Perhaps with this in mind, a recent study by Patterson et al. (2015) sought to understand donor concerns when giving samples for HIV research.3 Every three years, the Gay Men’s Sexual Health survey takes place in Scotland, with participants answering a questionnaire. The survey now includes saliva samples for measuring HIV antibodies. Although saliva samples are linked to the questionnaire, there is no link to the individual donor; thus, HIV status is used only to show prevalence, and results are not reported back to the individual. Patterson et al. posited that by learning more about the perceptions of these donors for disease-based biobanking, researchers could increase participation and donation in future.
To gather this information, the researchers interviewed gay and bisexual men recruited at commercial gay scene venues in two Scottish cities, Edinburgh and Glasgow. Following consent, researchers contacted the men by phone, using semi-structured interviews to gather information on issues concerning biosample collection for ongoing HIV research.

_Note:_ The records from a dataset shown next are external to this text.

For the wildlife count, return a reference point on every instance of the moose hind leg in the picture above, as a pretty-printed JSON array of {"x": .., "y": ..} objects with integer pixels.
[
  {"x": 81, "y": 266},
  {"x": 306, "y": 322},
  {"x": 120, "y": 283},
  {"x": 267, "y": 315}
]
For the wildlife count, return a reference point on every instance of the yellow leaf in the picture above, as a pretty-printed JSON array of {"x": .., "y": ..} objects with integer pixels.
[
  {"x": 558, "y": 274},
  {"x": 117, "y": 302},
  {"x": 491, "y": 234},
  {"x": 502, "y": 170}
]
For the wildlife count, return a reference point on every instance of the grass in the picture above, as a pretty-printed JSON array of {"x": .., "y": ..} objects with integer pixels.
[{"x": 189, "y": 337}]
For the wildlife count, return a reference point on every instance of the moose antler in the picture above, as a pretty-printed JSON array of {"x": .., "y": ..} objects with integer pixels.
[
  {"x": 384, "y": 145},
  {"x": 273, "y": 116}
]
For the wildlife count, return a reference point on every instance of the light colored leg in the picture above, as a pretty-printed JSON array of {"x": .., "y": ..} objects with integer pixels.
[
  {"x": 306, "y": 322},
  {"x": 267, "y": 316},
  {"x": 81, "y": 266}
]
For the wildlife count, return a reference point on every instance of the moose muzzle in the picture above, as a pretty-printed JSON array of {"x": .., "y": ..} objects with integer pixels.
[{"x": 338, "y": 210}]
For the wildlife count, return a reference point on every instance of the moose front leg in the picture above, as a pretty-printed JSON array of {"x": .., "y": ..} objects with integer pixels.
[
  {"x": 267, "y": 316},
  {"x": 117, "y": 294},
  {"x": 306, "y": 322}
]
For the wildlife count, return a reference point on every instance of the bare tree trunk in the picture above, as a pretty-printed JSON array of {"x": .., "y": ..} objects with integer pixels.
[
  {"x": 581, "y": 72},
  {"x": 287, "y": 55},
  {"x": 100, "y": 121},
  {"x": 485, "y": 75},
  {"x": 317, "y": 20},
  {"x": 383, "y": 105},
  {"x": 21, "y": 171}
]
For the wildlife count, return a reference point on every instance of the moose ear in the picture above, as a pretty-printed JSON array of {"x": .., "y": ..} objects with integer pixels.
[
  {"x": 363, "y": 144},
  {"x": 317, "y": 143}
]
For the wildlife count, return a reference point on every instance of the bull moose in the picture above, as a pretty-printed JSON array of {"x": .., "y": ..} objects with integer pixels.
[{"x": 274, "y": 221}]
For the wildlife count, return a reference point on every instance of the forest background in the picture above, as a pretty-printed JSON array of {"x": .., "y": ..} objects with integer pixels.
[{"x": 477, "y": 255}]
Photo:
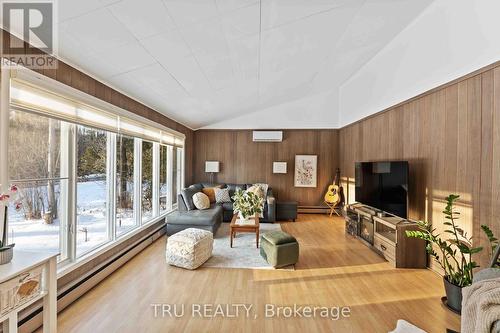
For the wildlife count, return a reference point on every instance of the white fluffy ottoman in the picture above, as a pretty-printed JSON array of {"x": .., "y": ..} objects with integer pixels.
[{"x": 189, "y": 248}]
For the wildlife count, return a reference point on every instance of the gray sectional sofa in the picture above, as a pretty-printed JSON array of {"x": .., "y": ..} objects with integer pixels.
[{"x": 187, "y": 216}]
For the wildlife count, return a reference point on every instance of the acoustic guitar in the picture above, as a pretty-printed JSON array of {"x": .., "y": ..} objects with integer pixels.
[{"x": 332, "y": 195}]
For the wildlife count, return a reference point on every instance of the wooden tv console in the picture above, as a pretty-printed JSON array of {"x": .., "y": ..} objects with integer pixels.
[{"x": 386, "y": 235}]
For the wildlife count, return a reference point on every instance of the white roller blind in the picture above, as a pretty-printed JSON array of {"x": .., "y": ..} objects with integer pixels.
[{"x": 27, "y": 97}]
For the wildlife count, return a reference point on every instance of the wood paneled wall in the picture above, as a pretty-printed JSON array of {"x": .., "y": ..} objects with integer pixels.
[
  {"x": 245, "y": 161},
  {"x": 451, "y": 137},
  {"x": 83, "y": 82}
]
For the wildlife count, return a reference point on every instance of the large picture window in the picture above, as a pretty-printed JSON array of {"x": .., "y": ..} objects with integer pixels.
[
  {"x": 35, "y": 158},
  {"x": 91, "y": 187},
  {"x": 147, "y": 181},
  {"x": 164, "y": 202},
  {"x": 87, "y": 176},
  {"x": 125, "y": 194}
]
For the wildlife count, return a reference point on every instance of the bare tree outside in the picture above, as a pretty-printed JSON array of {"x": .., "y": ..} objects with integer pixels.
[{"x": 34, "y": 155}]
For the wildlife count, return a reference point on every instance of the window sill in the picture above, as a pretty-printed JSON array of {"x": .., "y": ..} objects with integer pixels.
[{"x": 67, "y": 268}]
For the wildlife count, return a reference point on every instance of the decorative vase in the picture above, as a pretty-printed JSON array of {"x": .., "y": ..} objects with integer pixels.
[
  {"x": 241, "y": 217},
  {"x": 453, "y": 295},
  {"x": 6, "y": 254}
]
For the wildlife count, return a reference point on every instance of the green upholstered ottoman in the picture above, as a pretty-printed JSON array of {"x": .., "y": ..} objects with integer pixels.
[{"x": 279, "y": 249}]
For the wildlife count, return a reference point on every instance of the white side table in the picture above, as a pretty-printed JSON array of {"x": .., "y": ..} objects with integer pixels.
[{"x": 22, "y": 264}]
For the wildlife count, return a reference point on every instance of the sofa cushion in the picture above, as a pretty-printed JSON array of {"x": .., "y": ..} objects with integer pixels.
[
  {"x": 187, "y": 196},
  {"x": 222, "y": 195},
  {"x": 195, "y": 217},
  {"x": 201, "y": 201},
  {"x": 234, "y": 187},
  {"x": 210, "y": 192},
  {"x": 227, "y": 206}
]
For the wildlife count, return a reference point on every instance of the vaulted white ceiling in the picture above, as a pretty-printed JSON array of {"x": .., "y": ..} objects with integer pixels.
[{"x": 203, "y": 62}]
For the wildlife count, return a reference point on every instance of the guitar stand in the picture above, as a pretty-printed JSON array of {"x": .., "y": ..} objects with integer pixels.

The research team transcribed the interviews verbatim and anonymized the transcripts, examining responses according to the following subject areas:
- Informed consent
- Anonymity and confidentiality
- Rights of ownership and withdrawal of samples
- Destruction/re-use of biosamples
- Sensitivity to donating different types of biosample
Among other views, interviewees expressed concerns with potential privacy and confidentiality breaches arising from donated biosamples if they could be tracked back to the donor. Opinions varied on ownership once a sample had been donated; this was reflected in thoughts on re-consent and re-use, with advancing medical science seen as a more positive outcome than developing commercial interests.
Interestingly, sensitivity to donating different types of biosample also reflected a sense of ownership. Although the men classed the more invasive samples (blood, bowel tissue) alongside semen and urine as sensitive to collect, some noted that the presence of DNA acting as a marker of identity denoted ownership. Possibly in reaction to this, most saw that donating saliva as a biosample would be less likely to cause discomfort. Patterson et al. further commented that this sensitivity might vary according to the disease being studied, where there is a connection between the biosample itself and the route of pathogen transmission.
Mitchell et al. suggest that since the role of the donor is evolving into more active participation, biobanks should engage with potential donors as early as possible. The study reported by Patterson et al. and the deliberative process described by O’Doherty et al. are first steps in finding out what donors need before they indeed become donors. This could be especially important when the study population comprises vulnerable and disadvantaged members of society.Seeing donors as partners and collaborators in the early biobanking process could increase biosample collection and retention, a vital and valuable feature of biobanking’s ongoing role in the development of personalized medicine.
References
1. Mitchell, D., et al. (2015) “Biobanking from the patient perspective,” Research Involvement and Engagement, 1(4), doi: 10.1186/s40900-015-0001-z.
2. O’Doherty, K., et al. (2012) “Managing the introduction of biobanks to potential participants: Lessons from a deliberative public forum,” Biopreservation and Biobanking, 10, doi: 10.1089/bio.2011.0029.
3. Patterson, C., et al. (2015) “Gay and bisexual men’s perceptions of the donation and use of human biological samples for research: A qualitative study,” Public Library of Science PLoS ONE, 10(6): e0129924, doi:10.1371/journal.pone.0129924.